I shake my head. “I know. I know. With this you wouldn’t need to go out in the field and risk getting caught. You could just sit behind your computers and become billionaires. But I’ll not be contributing to that.”

His eyes narrow. “What’s your purpose, then?”

I shrug. “If my mate’s going to be here, so will I. You heard her, we’re a team. Joined at the hip.” I pause, think, and add, “Also, Collin. I like it very much when he ties me up and straddles me.”

Oh, yes, he had. When I tried to stop him from ordering those atrocious undergarments.

Melanie’s eyebrows jump up in surprise.

And Jaxon…a reaction slips through his veneer that both scares and excites me. His jaw pops. It’s clenched so tightly I can almost hear his teeth grinding.
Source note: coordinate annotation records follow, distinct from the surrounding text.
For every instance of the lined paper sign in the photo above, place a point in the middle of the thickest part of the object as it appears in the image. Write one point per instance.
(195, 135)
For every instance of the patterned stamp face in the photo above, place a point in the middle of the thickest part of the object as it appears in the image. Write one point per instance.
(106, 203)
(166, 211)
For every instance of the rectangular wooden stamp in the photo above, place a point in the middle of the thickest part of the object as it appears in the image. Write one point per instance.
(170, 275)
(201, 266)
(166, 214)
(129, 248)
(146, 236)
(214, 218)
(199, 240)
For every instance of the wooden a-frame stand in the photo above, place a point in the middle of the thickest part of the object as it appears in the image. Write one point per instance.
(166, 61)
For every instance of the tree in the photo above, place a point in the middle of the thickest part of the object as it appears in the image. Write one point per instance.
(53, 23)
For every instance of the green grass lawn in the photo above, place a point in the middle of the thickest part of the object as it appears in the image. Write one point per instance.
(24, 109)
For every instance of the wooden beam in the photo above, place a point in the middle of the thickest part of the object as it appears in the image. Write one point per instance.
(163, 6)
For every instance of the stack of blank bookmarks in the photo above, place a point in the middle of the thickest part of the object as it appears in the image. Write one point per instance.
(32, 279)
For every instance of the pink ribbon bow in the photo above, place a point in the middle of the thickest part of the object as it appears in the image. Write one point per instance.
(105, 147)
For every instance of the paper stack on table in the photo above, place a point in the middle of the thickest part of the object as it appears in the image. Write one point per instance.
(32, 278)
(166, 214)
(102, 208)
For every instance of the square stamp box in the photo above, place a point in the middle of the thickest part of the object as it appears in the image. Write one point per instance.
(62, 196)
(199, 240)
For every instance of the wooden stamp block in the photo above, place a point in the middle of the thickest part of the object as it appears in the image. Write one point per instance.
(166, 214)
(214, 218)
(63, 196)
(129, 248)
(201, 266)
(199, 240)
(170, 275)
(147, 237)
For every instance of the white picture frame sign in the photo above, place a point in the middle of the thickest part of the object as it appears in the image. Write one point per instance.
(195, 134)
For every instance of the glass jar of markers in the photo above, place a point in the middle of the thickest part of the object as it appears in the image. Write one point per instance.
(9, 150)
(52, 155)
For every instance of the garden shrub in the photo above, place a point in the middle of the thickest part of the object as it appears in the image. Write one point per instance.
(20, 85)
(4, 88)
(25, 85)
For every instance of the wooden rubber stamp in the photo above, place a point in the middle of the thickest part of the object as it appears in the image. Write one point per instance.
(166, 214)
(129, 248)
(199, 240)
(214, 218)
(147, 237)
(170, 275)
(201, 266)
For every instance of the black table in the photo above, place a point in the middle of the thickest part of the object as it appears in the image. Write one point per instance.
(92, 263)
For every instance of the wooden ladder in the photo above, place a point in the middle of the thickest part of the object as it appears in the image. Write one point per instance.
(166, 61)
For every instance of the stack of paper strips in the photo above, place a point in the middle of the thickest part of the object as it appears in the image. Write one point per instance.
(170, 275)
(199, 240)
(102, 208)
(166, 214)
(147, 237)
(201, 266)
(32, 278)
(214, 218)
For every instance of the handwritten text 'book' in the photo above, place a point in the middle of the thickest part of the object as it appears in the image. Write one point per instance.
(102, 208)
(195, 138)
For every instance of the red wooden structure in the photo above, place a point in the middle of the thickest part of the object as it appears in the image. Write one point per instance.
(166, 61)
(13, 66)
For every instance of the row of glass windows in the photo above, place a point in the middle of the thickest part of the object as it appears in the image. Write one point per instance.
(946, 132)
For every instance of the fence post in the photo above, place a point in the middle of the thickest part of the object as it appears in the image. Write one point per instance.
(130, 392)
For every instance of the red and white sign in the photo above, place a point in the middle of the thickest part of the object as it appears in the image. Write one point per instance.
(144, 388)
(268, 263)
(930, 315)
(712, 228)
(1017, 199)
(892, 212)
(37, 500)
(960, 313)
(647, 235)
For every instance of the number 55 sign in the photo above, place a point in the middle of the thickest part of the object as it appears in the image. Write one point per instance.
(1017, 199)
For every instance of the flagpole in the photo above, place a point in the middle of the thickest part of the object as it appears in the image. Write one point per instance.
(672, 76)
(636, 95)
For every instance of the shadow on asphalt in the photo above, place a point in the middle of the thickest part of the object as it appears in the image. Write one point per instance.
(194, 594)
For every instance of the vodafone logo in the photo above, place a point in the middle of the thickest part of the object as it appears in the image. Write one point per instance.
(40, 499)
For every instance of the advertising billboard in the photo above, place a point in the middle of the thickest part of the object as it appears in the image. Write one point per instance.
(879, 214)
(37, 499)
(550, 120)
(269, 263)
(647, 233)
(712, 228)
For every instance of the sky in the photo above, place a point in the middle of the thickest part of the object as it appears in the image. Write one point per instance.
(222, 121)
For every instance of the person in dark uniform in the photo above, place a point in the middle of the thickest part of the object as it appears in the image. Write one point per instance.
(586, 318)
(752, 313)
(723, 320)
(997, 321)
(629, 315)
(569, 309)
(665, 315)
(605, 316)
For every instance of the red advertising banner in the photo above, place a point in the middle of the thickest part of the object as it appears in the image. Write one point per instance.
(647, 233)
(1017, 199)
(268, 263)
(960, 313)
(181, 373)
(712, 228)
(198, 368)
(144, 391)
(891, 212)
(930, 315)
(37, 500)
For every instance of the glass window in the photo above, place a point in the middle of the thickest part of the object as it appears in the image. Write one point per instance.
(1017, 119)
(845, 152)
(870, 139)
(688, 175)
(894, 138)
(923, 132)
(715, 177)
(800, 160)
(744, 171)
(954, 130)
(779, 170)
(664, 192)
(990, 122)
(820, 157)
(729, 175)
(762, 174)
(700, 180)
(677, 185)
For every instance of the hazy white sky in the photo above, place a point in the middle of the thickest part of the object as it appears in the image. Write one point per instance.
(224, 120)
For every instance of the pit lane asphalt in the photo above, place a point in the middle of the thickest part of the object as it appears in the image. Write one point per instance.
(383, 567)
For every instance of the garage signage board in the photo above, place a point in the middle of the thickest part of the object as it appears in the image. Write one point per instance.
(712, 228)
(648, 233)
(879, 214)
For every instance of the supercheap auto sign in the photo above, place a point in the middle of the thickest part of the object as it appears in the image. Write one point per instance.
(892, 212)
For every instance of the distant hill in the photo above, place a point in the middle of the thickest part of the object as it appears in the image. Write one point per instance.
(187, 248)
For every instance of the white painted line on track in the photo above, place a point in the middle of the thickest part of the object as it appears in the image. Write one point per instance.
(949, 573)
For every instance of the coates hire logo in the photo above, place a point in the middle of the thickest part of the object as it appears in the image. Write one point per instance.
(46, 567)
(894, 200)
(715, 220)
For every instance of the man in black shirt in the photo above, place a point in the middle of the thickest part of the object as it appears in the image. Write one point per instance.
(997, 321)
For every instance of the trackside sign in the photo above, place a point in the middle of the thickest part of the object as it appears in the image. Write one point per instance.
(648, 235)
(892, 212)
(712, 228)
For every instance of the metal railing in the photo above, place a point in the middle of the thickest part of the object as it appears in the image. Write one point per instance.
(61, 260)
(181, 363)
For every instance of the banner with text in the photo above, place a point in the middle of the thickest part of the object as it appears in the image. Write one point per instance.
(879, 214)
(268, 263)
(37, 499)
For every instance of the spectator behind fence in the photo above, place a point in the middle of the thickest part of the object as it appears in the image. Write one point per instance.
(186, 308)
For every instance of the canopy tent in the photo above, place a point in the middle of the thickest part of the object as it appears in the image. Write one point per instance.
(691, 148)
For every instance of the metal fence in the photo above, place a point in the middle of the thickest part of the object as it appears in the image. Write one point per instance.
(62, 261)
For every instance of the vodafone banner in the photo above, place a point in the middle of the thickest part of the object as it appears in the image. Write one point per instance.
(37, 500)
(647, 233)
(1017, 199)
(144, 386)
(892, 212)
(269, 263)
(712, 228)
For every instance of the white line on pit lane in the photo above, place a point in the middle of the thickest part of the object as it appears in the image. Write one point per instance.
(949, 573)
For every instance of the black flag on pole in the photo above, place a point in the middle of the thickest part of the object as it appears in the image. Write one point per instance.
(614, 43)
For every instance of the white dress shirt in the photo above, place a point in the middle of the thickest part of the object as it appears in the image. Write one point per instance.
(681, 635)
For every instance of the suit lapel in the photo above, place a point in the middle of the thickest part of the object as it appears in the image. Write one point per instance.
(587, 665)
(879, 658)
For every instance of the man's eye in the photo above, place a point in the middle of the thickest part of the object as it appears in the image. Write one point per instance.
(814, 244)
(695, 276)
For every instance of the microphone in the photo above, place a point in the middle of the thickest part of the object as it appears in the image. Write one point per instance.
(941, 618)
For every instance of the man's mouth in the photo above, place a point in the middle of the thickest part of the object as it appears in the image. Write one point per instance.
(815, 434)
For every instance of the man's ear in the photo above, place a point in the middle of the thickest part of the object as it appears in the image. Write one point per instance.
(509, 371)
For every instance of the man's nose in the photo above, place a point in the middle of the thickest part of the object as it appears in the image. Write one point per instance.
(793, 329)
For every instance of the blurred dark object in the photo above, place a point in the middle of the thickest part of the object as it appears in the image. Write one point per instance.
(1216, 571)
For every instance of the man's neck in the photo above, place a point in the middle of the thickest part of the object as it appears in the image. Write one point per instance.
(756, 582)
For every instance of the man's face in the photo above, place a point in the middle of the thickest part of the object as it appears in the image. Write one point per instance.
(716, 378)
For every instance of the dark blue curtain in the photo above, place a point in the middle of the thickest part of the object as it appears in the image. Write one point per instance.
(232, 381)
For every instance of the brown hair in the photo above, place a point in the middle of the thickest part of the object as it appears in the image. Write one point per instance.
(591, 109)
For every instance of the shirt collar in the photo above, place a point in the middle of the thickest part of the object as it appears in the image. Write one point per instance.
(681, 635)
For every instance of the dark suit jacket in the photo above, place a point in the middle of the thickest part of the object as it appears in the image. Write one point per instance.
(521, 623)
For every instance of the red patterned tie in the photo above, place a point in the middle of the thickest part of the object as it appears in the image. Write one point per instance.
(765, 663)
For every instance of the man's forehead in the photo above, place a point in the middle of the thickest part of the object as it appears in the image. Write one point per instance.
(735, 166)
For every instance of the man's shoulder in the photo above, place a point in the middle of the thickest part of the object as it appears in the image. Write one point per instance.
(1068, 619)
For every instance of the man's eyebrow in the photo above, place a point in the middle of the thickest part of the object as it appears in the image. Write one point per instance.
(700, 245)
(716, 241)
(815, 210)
Nerves have me fidgeting with my glasses again.

Catching himself, he turns away and rakes a hand through his hair. Yep, his perfect control slipped, there, for a second.

Fixing his attention solely on Melanie this time, he says, “You get a six-month trial run. You’ll sign an NDA, along with the general team contract. You do nothing without my permission. You blend in with the world and do nothing to draw attention to yourself. No more blowing shit up. As far as the rest of the world is concerned, you’re just a normal, innocent nobody.”

He looks up to the ceiling and orders, “Now, get out. Both of you.”

Mel leaps to her feet, over and done with this meeting ten minutes ago.

I’m a wee bit slower, giving Jaxon a careful eye. His face is still turned to the ceiling.

As I’m about to pass him, I hesitate and pause.

“Timber?” His voice is gruff, gaze still fixed above.

“Yes?”

“Go.”

“I—”

Go.”

I go.

But I wonder. What the hell was that all about?